JavaScript: /Events.js

The Agent API is available to your code via an object called AgentAPI. The following asynchronous methods are available. All API resources are transparently linked to the this Javascript object model, using similar names and parameters.

Note: The Javascript library also adds additional functions, that internally call the other functions to perform the corresponding actions. (For example, the AgentAPI.Legal.SendProposal function calls the AgentAPI.Xmpp.SendXmlMessage function to send the actual message. There is no corresponding /Legal/SendProposal web resource defined in the Web API.) Such functions are annotated below, with a red .

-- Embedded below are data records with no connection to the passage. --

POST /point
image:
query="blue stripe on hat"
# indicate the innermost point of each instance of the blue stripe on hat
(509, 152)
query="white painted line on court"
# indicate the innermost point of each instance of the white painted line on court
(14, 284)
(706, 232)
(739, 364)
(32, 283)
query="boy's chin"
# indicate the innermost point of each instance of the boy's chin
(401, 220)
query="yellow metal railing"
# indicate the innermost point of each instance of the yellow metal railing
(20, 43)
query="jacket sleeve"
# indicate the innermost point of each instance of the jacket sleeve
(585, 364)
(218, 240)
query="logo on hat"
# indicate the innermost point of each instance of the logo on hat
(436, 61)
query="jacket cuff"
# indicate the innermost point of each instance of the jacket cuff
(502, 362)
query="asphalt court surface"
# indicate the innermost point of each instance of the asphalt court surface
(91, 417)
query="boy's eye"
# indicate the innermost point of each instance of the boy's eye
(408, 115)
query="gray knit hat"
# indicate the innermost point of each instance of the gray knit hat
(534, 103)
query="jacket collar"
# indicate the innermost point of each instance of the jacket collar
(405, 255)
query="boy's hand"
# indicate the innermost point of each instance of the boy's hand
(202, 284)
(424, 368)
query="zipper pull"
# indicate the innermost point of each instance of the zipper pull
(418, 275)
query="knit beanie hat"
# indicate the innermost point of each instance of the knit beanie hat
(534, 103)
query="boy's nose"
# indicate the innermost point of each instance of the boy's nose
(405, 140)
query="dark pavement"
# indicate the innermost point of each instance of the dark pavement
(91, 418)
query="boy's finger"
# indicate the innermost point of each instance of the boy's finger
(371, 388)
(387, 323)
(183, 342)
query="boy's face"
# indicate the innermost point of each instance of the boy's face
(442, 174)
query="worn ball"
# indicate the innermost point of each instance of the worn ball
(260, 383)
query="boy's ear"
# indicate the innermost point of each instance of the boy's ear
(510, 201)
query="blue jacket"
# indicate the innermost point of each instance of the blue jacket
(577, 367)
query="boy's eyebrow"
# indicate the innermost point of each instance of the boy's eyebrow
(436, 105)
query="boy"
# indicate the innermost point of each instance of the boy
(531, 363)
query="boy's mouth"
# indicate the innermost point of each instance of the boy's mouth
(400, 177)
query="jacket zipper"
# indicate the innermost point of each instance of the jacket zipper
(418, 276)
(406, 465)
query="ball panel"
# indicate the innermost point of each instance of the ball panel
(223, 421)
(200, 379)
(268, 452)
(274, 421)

A Note on Keys in Cryptography

The Agent API helps clients to perform the cryptographic tasks involved when applying for digital identities and signing smart contracts. For these cryptographic methods to be performed securely, the client must be the only party that knows the private key. To avoid operators of the server to sign in the name of the client, all keys managed by the Agent API are stored salted and encrypted, protected by key passwords, only held by clients. For this reason, the API works with two kinds of passwords: One for accessing the account, and one for each key generated. Any operation that requires a cryptographic signature to be performed therefore also require special key and request signatures to be performed. The reason for this, is that these passwords generate the keys necessary for the server to decrypt the private key information sent to it by the client. Once decrytpted, they can be used to generate the signature, before being forgotten again, until the next call. These private keys are never persisted in clear-text, and cannot be unlocked by any practical means, without the successful authentication using these credentials.